Le tennis est un sport romantique, Arnaud Friedmann

Ed Jean Claude Lattès, août 2013, 250 pages, 17 euro

Et si mon père était John McEnroe?


10 juin 1984. Dans son modeste appartement de Besançon, Hélène et son fils Julien, cinq ans, trompent l’ennui en regardant la finale de Roland-Garros, opposant John McEnroe et Yvan Lendl.
Entre McEnroe et Hélène c’est une longue histoire, enfin surtout pour la jeune femme. Fille au pair en 1978 aux Etats-Unis, elle a rencontré le tennisman le temps d’une photo, à la sortie d’un tournoi. Depuis, le champion hante son esprit, occupe ses pensées. Elle suit ses moindres faits et gestes et découpe les journaux.
McEnroe incarne le souvenir d’un passé où tout était encore possible. Depuis, Julien est arrivé. Tout est compliqué. Hélène est dépressive, pas prête pour assumer une maternité plus que contrariée.

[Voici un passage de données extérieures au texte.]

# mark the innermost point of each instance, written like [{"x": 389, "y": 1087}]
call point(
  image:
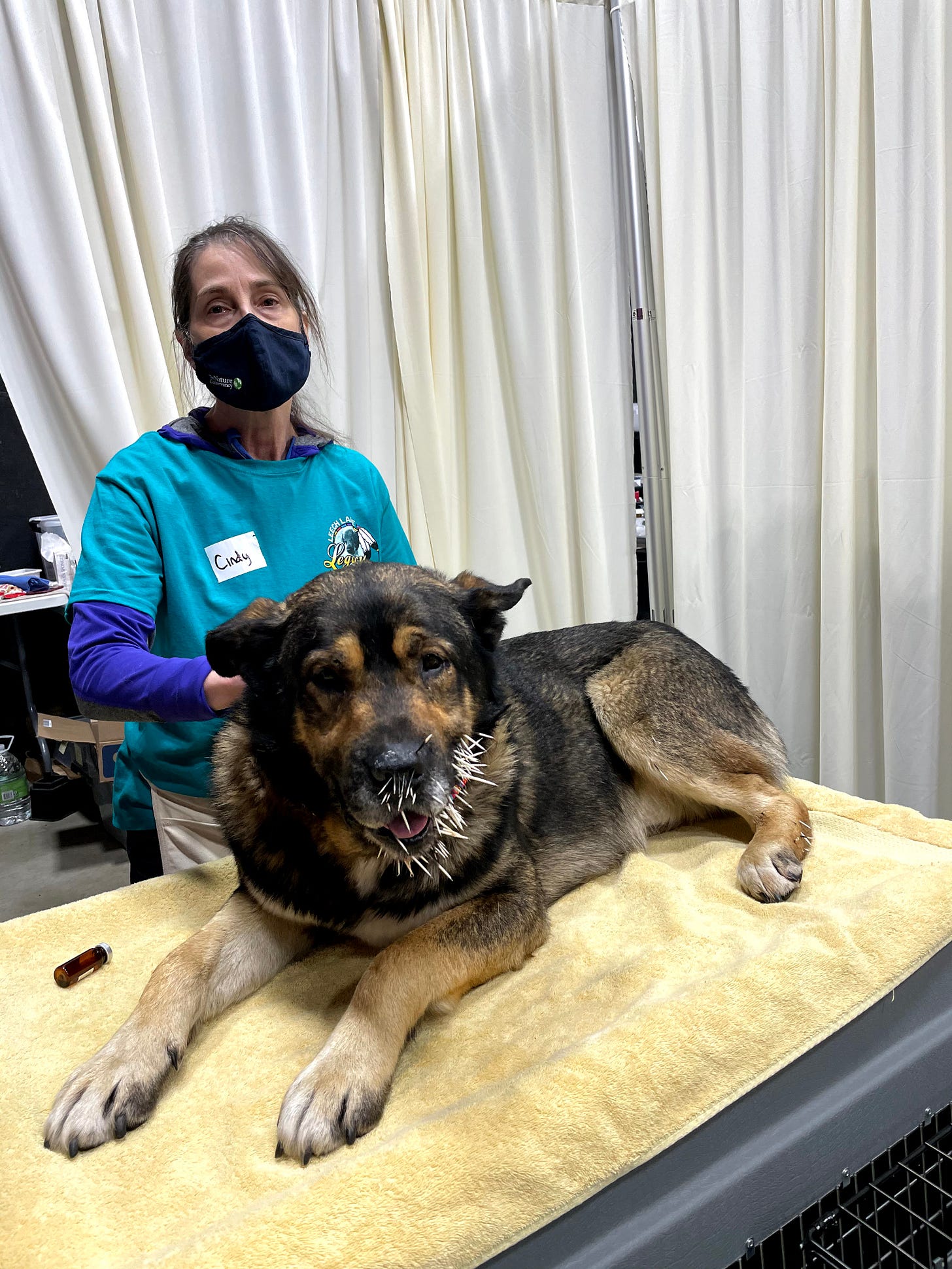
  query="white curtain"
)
[
  {"x": 509, "y": 307},
  {"x": 479, "y": 349},
  {"x": 129, "y": 124},
  {"x": 799, "y": 187}
]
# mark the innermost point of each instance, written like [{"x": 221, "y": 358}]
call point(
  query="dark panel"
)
[{"x": 23, "y": 493}]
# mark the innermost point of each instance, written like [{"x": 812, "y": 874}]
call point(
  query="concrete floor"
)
[{"x": 46, "y": 864}]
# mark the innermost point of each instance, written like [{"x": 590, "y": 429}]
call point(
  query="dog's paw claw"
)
[
  {"x": 333, "y": 1100},
  {"x": 770, "y": 876},
  {"x": 108, "y": 1096}
]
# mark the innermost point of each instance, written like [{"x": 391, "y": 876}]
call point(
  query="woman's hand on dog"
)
[{"x": 222, "y": 693}]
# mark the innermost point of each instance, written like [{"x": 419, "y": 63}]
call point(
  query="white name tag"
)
[{"x": 234, "y": 556}]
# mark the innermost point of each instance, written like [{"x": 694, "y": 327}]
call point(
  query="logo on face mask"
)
[{"x": 348, "y": 543}]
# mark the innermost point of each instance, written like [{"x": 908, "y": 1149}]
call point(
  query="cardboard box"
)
[{"x": 105, "y": 737}]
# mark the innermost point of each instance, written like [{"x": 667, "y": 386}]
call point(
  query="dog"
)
[{"x": 398, "y": 774}]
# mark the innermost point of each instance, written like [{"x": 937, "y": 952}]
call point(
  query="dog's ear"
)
[
  {"x": 246, "y": 641},
  {"x": 484, "y": 603}
]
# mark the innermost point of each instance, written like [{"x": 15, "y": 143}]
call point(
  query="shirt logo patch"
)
[
  {"x": 235, "y": 556},
  {"x": 348, "y": 543}
]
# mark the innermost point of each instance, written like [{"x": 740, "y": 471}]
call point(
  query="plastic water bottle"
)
[{"x": 14, "y": 791}]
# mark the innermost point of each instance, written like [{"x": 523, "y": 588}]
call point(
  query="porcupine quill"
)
[{"x": 468, "y": 767}]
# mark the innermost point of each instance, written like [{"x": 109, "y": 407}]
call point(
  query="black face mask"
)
[{"x": 254, "y": 365}]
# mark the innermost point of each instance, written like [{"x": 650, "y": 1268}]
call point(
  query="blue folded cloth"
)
[{"x": 26, "y": 583}]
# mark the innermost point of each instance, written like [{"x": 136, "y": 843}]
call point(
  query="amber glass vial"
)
[{"x": 83, "y": 965}]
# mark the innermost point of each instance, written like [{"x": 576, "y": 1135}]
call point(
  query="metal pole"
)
[{"x": 654, "y": 433}]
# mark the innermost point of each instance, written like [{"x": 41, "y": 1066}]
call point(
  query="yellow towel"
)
[{"x": 662, "y": 995}]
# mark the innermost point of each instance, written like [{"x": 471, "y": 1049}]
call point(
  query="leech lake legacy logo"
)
[{"x": 348, "y": 543}]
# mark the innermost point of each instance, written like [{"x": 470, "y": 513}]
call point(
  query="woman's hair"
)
[{"x": 239, "y": 231}]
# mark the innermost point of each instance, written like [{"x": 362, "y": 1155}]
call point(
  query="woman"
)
[{"x": 191, "y": 523}]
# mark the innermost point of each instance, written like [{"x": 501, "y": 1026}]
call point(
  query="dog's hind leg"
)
[
  {"x": 694, "y": 740},
  {"x": 229, "y": 958}
]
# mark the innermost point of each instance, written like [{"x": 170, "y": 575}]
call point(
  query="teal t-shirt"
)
[{"x": 191, "y": 537}]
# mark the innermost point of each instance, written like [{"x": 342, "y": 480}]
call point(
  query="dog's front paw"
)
[
  {"x": 113, "y": 1092},
  {"x": 770, "y": 872},
  {"x": 337, "y": 1099}
]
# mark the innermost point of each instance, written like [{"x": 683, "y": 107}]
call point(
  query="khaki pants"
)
[{"x": 188, "y": 830}]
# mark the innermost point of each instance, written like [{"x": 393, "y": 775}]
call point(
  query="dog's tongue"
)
[{"x": 416, "y": 824}]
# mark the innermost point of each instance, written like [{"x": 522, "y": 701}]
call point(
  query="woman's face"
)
[{"x": 229, "y": 282}]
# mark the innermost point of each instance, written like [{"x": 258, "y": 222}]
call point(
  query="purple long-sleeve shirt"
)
[{"x": 110, "y": 666}]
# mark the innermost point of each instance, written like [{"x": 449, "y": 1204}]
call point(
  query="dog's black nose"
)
[{"x": 399, "y": 759}]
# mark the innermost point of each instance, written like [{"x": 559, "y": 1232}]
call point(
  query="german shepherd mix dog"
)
[{"x": 394, "y": 773}]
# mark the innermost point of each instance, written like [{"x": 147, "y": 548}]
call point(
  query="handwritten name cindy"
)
[{"x": 224, "y": 562}]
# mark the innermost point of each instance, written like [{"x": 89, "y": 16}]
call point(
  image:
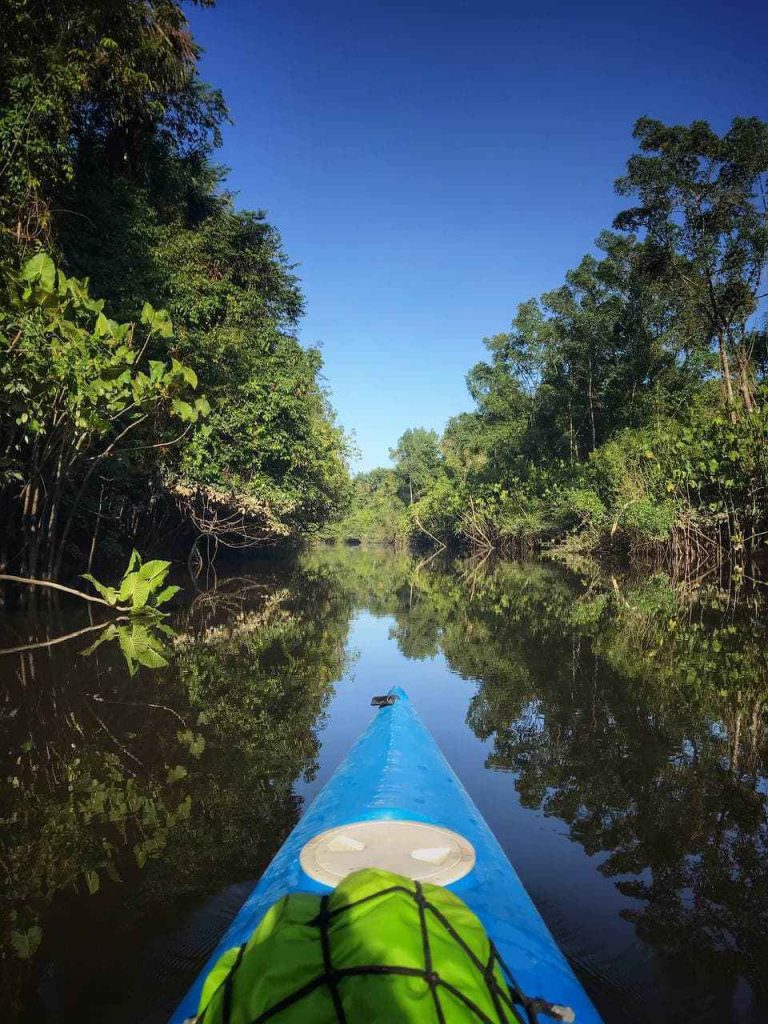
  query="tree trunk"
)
[
  {"x": 592, "y": 411},
  {"x": 725, "y": 370}
]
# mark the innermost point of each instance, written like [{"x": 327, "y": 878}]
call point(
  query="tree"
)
[
  {"x": 418, "y": 462},
  {"x": 118, "y": 78},
  {"x": 704, "y": 206},
  {"x": 77, "y": 389}
]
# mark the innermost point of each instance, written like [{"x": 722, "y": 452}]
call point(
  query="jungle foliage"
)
[
  {"x": 109, "y": 188},
  {"x": 628, "y": 406}
]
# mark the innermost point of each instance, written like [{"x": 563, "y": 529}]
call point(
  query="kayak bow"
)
[{"x": 395, "y": 773}]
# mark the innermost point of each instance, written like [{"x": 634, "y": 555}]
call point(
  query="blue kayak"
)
[{"x": 395, "y": 773}]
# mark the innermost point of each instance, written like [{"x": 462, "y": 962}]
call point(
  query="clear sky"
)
[{"x": 432, "y": 165}]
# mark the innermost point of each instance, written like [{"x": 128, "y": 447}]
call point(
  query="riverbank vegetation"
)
[
  {"x": 626, "y": 407},
  {"x": 152, "y": 385}
]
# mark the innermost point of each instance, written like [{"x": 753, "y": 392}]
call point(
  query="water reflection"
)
[
  {"x": 185, "y": 771},
  {"x": 633, "y": 711}
]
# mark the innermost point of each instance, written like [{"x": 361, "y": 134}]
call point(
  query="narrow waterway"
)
[{"x": 611, "y": 731}]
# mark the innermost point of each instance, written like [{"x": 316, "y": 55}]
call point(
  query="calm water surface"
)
[{"x": 611, "y": 731}]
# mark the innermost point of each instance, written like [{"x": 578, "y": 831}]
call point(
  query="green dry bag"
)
[{"x": 380, "y": 948}]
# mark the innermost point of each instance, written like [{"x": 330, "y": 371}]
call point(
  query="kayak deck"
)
[{"x": 395, "y": 771}]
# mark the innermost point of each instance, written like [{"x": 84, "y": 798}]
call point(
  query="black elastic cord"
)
[
  {"x": 226, "y": 999},
  {"x": 432, "y": 978},
  {"x": 331, "y": 975}
]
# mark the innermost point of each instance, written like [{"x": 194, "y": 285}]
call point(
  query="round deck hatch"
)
[{"x": 420, "y": 851}]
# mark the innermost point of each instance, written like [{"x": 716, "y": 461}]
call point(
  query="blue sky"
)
[{"x": 432, "y": 165}]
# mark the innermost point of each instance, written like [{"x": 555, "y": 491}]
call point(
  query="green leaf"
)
[
  {"x": 110, "y": 594},
  {"x": 135, "y": 589},
  {"x": 184, "y": 411},
  {"x": 41, "y": 270},
  {"x": 109, "y": 634},
  {"x": 26, "y": 943},
  {"x": 166, "y": 595},
  {"x": 151, "y": 658},
  {"x": 157, "y": 370},
  {"x": 152, "y": 569}
]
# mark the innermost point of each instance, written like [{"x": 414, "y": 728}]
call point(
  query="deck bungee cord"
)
[
  {"x": 390, "y": 900},
  {"x": 469, "y": 982}
]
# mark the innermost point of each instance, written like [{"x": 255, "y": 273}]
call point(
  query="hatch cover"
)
[{"x": 420, "y": 851}]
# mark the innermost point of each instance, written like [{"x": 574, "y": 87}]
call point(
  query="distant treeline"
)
[
  {"x": 169, "y": 397},
  {"x": 628, "y": 406}
]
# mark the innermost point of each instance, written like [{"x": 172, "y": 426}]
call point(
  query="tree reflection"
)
[
  {"x": 164, "y": 785},
  {"x": 638, "y": 719}
]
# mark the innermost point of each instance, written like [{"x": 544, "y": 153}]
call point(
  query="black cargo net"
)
[{"x": 511, "y": 1005}]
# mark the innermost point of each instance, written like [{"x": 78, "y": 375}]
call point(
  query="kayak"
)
[{"x": 395, "y": 803}]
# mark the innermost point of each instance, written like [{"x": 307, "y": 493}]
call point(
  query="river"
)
[{"x": 612, "y": 730}]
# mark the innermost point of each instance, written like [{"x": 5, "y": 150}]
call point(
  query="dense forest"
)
[
  {"x": 627, "y": 407},
  {"x": 152, "y": 384}
]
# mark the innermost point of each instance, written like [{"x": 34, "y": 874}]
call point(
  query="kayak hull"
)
[{"x": 396, "y": 771}]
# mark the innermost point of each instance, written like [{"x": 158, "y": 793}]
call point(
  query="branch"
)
[
  {"x": 55, "y": 640},
  {"x": 67, "y": 590}
]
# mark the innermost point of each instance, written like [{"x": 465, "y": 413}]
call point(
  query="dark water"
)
[{"x": 612, "y": 732}]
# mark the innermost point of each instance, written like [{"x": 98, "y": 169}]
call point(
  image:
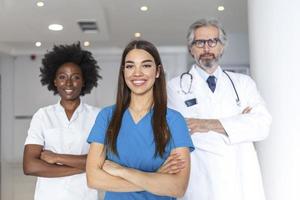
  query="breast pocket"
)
[{"x": 53, "y": 140}]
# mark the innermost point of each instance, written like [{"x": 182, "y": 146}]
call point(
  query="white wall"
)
[
  {"x": 7, "y": 123},
  {"x": 22, "y": 94}
]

Alors, bizarrement, pour faire taire le petit qui encourage Lendl, elle lui annonce que John McEnroe est son père mais qu’il faut garder le secret.
Pour le bambin, cette révélation est un choc. Le tennisman va devenir ce à quoi Julien veut ressembler : un grand joueur de tennis, indépendant et au caractère bien trempé.
« Du sang irlandais battait dans ses veines. Ça suffisait, ça changeait tout ».
Trop petit à l’époque pour remettre en cause la confession d’Hélène, il ne pense même pas en grandissant à remettre en question cette paternité fantasmée. Hélène, elle « n’a le courage d’aucune révolte, d’aucun changement ».
« Elle ne se souvient plus à quoi ressemblaient ses rêves, mais sa silhouette enrobée dans un appartement étroit leur fait échec à tous, comme les cachets qu’elle avale et la présence insupportable de son fils ».
En effet, Julien l’insupporte de plus en plus, si bien qu’il trouve refuge et réconfort dans les familles de ses amis du tennis club ou du collège. La dépression aidant, la jeune femme se persuade d’une liaison avec le champion de tennis des années 80.
Paradoxalement cette paternité et relation amoureuse fantasmées vont aider la mère et le fils. John McEnroe va incarner bien malgré lui la référence, le modèle qu’il faut suivre pour ne pas sombrer et avoir un objectif dans la vie. Dans le brouillard médicamenteux, Hélène se raccroche au jeune homme croisé un après midi de 1978…
Arnaud Friedmann propose ici un roman d’initiation très contemporain. En partant du principe que l’enfant a besoin d’un référent, il imagine que ce dernier est un numéro un mondial de tennis. Le lien du sang est si bien fantasmé que le lecteur se pose vraiment la question de la véracité de la chose. Et si John et Hélène s’étaient vraiment aimés finalement ? A force de s’en persuader, elle emmène aussi le lecteur dans son délire. Maladroitement, Hélène a fourni les clés de la réussite à Julien en lui fournissant une paternité mythique.
John McEnroe (source web)
Ce roman se lit agréablement mais atteint très vite sa limite fictionnelle, d’où un certain « ronronnement » en milieu de récit. On retiendra surtout le personnage d’Hélène, s’accrochant à son passé, et tentant avec les moyens qu’elle peut de devenir une mère digne de ce nom.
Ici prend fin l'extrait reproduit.